The origin of is the misperception among some people that one cannot be both a good fighter pilot and a good Christian.  The assumption is that the two are mutually exclusive; one must overpower the other.  While the fighter pilot culture can be hostile to a Christian spirit, being both a fighter pilot and a Christian is not an oxymoron.  In fact, the sometimes carnal nature of the fighter pilot profession makes it the perfect place for a Christian, not one to be avoided.

Former Presidential candidate and now Fox News commentator Mike Huckabee seems to agree

“If Christians are the salt, where should we be? In a box? In a sack? In a warehouse somewhere? No. The salt has to be on that which is spoiling. So let’s pick out the realms of our culture that we think are rotting, and spoiling, and decaying,” Huckabee continued.

Examples of such realms, as Huckabee noted, include the media, the movie industry, music, fashion, advertising, and finance.

While he didn’t mention the military (and most would be averse to describing it as “rotting”), his analogy is certainly applicable.  The concept of a Christian being a salt to the fighter pilot community has been routinely referenced here:

The Christian fighter pilot’s eternal battle is how to be “in it but not of it”–to be different without necessarily being separate.  God has called the Christian to be salt in the world, and his salt needs to be in the meal that is the fighter pilot community.  Christians cannot separate themselves so far that their salt isn’t even in the same restaurant.  Nowhere in the Bible does God command Christians to segregate themselves from sinners–quite the contrary:  the Corinthian church once thought Paul had told them to do just that; he wrote to them and explained that the only way they could disassociate themselves from every sinner would be to “leave this world” (1 Corinthians 5:9-10). [From Christian Fighter Pilot is not an Oxymoron.]

When discussing the conflict that occasionally arises between the Christian and the world–and the implication by some that Christians should separate themselves from that conflict–this site has agreed with R.G. LeTourneau, and LeTourneau University, in believing that Christians should live for Christ where they are.  There are no “sacred” professions, per se.  Christians make whatever field they are in sacred.  Huckabee basically agrees:

“Being a light in the midst of darkness – where everyone happens to be – I believe, is what God calls each of us to be.”

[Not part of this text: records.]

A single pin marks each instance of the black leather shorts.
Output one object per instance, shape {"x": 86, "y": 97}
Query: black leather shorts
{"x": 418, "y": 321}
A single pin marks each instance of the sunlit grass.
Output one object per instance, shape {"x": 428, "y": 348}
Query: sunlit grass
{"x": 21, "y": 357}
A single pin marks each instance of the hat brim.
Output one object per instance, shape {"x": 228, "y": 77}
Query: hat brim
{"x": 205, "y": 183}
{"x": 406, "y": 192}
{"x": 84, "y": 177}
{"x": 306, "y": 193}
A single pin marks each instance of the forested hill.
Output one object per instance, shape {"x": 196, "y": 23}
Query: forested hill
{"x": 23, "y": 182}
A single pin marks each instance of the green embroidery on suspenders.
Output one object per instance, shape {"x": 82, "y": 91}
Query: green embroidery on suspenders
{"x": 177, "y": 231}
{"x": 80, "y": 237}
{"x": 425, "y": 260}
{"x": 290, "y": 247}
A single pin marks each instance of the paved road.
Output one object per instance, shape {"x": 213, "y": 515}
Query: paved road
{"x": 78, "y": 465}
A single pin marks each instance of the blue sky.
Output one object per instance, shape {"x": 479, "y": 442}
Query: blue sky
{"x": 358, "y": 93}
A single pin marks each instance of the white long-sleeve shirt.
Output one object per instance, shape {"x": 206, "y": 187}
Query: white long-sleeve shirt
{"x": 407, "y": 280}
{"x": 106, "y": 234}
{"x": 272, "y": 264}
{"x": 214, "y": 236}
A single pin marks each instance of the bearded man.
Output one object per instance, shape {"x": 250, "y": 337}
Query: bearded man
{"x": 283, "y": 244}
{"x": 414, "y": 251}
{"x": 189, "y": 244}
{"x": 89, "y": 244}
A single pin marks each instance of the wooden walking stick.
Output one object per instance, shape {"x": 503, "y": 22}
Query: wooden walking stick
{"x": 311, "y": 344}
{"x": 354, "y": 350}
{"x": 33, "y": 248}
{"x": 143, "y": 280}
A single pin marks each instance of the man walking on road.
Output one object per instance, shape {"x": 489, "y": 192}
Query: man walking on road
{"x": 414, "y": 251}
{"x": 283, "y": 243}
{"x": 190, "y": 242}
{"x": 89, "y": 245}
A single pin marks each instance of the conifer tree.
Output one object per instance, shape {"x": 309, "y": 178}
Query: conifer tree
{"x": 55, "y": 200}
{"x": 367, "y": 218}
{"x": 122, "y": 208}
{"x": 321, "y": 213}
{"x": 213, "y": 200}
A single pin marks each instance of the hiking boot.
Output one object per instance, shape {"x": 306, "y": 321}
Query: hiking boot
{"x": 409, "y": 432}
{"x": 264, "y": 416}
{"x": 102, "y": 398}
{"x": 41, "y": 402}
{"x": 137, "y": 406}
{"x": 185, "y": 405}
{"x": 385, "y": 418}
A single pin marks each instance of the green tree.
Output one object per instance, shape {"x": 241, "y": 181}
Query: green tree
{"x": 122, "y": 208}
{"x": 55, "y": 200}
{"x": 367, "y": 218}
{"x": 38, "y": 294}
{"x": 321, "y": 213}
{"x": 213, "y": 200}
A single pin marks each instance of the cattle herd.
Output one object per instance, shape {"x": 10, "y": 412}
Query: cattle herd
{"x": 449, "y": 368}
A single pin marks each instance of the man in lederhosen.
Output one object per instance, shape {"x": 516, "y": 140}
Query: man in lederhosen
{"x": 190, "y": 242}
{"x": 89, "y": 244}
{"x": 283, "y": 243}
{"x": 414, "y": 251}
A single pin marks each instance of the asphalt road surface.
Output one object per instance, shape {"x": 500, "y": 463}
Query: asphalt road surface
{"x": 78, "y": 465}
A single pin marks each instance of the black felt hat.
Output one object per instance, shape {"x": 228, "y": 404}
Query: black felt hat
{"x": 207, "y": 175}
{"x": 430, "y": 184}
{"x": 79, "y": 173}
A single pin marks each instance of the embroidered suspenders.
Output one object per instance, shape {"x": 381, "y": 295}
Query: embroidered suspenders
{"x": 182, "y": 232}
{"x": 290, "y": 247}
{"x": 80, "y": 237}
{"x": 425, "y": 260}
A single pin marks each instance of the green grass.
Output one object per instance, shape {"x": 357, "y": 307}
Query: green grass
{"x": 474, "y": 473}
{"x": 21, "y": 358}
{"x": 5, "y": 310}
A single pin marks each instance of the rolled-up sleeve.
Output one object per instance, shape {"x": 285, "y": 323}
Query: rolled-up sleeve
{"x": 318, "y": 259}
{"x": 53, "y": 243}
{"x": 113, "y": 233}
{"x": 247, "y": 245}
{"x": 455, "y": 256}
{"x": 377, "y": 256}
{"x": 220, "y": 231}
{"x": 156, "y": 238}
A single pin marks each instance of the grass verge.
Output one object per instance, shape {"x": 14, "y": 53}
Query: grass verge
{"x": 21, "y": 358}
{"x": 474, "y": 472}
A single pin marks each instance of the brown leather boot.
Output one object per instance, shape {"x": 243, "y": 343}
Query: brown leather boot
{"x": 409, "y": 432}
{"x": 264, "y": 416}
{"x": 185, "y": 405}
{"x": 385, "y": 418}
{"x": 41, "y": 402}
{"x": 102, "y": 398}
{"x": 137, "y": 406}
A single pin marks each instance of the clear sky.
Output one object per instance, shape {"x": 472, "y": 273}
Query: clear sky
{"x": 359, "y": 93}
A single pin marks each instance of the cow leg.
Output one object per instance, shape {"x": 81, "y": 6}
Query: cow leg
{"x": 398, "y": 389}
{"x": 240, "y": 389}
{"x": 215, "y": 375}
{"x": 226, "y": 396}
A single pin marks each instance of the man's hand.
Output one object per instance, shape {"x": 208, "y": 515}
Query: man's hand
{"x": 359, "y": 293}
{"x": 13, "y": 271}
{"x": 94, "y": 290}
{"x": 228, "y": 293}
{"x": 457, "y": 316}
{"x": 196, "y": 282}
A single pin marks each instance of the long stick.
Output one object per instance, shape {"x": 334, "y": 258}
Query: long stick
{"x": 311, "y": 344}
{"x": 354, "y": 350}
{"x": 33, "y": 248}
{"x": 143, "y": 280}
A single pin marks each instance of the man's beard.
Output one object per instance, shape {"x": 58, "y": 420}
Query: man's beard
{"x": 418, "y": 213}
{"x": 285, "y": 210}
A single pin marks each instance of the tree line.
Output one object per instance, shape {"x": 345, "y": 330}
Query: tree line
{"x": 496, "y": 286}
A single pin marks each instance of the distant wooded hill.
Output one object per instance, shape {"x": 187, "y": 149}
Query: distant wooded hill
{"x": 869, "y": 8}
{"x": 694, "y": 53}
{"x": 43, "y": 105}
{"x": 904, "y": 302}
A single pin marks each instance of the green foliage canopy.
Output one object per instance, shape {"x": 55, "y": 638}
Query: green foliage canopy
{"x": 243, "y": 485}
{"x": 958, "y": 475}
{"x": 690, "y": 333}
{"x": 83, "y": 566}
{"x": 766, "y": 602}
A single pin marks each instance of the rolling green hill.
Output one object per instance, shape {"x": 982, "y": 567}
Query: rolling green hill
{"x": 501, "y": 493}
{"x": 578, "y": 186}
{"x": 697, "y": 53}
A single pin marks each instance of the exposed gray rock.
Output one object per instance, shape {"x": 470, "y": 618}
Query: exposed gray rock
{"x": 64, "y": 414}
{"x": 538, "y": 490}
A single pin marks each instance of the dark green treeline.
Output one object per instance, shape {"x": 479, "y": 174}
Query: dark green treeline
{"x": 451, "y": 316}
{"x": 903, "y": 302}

Christians are not only encouraged to go out “into” the world, it is their obligation.  Otherwise, they cannot influence the world for Christ:

Unfortunately, the American military has committed vile acts and atrocities in the past (My Lai, Abu Ghraib, to name two famous examples), and some have been left to wonder:  Where are the ethics?  Where are the morals?  Where are the Christians?  If Christians avoid spiritually challenging parts of the military world then they can only lament the state of American military ethics from afar.  Christians can’t influence the world unless they’re in it. [From Christian Fighter Pilot is not an Oxymoron.]

In Huckabee’s words:

When Christians say, “I’m not going to get involved in those things,” Huckabee says they have not only abdicated responsibility but have “absolutely given confirmation to the utter destruction of everything we’re afraid to touch.”

The Pastor-turned-Politician explains quite well what the Christian’s role is in society and culture, particularly in response to those who feel Chrsitians should separate themselves from an “ungodly” culture.  Christians are not to abandon the culture; they are to engage it.